Für das Bühnenbild, wie auch für die auf der Bühne gesprochene Sprache, suchte ich Bilder, die ebenso ehrlich und einfach, wie zeitgenössisch, und damit nachvollziehbar erscheinen. Deshalb wählte ich zum Beispiel für die Adligen ein Hochdeutsch,
das sich noch etwas am 19. Jahrhundert orientiert. Die ‚Leute aus dem Volk’ sprechen so, wie ihnen der Schnabel gewachsen ist, wenn auch noch etwas weniger verwässert, als das inzwischen bei uns üblich ist. – Das Bühnenbild muss die Enge und die Nähe, dieses, von uns aus gesehen, winzigen Städtchens erlebbar machen. So wählte ich bunte, etwa übermannshohe Stöcke mit Nägeln, zwischen denen farbige Wollfäden immer wieder neue Räume erstehen lassen können.
Als Gegensatz dazu läuft im Hintergrund eine Multi Media Powerpoint Präsentation auf drei Leinwänden. Ich habe versucht das heutige Rheinfelden so zu photographieren und zu verfremden, dass für einen Augenblick jene verschwundene Stadt und Zeit wieder sichtbar zu werden scheint. Damit entsteht eine Spannung zwischen etwas sehr Simplem und etwas, das für unsere neue, kommende Zeit steht. Dieser Kontrast steht somit sowohl für unsere, wie für die damalige Zeitenwende.
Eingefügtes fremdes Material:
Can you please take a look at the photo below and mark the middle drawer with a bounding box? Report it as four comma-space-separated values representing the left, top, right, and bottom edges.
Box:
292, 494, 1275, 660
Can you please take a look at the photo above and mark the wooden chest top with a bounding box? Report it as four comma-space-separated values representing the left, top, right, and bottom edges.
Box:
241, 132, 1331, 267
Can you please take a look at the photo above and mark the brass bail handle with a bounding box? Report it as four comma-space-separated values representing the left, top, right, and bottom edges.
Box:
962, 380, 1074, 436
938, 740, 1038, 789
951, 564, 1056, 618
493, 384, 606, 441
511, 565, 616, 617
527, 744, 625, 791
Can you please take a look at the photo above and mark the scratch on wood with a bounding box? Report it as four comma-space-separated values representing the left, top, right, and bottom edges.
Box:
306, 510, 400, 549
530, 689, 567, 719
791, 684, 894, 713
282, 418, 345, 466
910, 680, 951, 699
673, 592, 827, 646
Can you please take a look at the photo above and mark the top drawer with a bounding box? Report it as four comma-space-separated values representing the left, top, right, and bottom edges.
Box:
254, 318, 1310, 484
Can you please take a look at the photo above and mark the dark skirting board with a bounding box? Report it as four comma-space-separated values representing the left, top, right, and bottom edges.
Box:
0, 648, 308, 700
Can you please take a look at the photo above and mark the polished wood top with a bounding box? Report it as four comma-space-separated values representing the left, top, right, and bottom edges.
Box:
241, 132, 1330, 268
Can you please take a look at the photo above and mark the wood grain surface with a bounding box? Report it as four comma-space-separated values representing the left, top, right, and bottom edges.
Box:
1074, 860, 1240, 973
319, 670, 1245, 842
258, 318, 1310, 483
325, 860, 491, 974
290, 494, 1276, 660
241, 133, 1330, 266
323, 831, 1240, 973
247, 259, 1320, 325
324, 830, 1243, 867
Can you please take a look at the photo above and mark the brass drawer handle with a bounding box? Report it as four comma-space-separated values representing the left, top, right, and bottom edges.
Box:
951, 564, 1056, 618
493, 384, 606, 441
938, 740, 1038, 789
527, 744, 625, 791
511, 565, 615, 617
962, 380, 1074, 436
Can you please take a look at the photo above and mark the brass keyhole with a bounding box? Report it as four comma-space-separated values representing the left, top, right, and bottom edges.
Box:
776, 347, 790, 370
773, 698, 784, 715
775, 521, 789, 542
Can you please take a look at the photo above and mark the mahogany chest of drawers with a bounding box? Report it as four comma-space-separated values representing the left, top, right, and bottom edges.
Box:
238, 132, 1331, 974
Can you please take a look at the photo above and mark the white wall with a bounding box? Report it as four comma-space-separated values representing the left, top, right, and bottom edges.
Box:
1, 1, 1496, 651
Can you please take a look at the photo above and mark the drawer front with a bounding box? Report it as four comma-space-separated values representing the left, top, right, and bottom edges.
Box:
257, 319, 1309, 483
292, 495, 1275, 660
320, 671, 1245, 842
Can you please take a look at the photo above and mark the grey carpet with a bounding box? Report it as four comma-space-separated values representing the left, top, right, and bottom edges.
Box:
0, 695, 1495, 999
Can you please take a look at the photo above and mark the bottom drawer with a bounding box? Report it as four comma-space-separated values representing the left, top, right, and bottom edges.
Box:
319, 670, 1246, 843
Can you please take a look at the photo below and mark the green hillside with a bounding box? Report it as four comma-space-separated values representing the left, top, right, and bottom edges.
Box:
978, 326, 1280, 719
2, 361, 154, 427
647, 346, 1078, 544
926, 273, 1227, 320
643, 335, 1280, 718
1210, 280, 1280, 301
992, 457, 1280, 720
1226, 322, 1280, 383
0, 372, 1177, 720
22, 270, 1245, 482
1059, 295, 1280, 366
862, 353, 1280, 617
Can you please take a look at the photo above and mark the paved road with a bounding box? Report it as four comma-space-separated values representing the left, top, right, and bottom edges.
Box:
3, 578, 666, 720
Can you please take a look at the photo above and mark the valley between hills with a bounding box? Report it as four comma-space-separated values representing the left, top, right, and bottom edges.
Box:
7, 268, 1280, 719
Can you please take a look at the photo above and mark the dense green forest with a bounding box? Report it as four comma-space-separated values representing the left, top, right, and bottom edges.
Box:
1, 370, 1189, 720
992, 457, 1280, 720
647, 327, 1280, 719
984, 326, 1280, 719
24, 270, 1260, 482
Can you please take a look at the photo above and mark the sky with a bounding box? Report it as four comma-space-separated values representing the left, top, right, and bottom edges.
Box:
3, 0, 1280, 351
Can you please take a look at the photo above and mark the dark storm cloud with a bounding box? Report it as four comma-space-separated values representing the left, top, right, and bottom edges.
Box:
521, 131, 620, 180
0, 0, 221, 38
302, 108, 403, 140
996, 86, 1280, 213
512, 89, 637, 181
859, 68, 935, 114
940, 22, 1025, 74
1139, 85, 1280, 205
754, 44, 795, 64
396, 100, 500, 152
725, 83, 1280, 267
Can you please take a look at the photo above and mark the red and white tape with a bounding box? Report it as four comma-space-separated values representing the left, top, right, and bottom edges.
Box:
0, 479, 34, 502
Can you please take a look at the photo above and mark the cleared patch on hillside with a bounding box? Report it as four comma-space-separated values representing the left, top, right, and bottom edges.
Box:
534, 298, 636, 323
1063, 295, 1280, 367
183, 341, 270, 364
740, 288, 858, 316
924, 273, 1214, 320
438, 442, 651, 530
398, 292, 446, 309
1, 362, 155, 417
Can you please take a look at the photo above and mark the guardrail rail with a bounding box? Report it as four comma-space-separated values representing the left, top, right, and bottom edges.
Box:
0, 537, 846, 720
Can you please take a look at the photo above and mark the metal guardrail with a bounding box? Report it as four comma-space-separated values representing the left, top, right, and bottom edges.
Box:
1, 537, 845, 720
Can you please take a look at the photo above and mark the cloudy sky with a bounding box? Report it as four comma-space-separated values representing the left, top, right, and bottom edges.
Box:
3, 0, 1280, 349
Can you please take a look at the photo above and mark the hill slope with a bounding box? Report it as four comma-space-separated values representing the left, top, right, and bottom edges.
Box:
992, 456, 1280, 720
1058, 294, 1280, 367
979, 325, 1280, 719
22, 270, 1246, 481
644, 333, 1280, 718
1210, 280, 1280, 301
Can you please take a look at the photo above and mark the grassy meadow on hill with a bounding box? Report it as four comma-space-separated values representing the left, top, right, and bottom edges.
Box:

Wenn der Computer heute das Buch zu verdrängen beginnt, bleibt die Frage,
was wohl unsere Hexenverfolgungen sein werden? Welcher Schatten wird unsere
Schöne Neue Welt werfen? Und können wir im Spiegel durch die Zeit etwas für uns
mitnehmen, das uns einen Ansatz einer Antwort gibt?

3 Die Domikaner und Inquistoren Jakob Sprenger und Heinrich Kramer publizierten 1487 den ‚Hexenhammer’ und machten damit die Verfolgung unkonformer Frauen zur offiziellen Aufgabe der Kirche.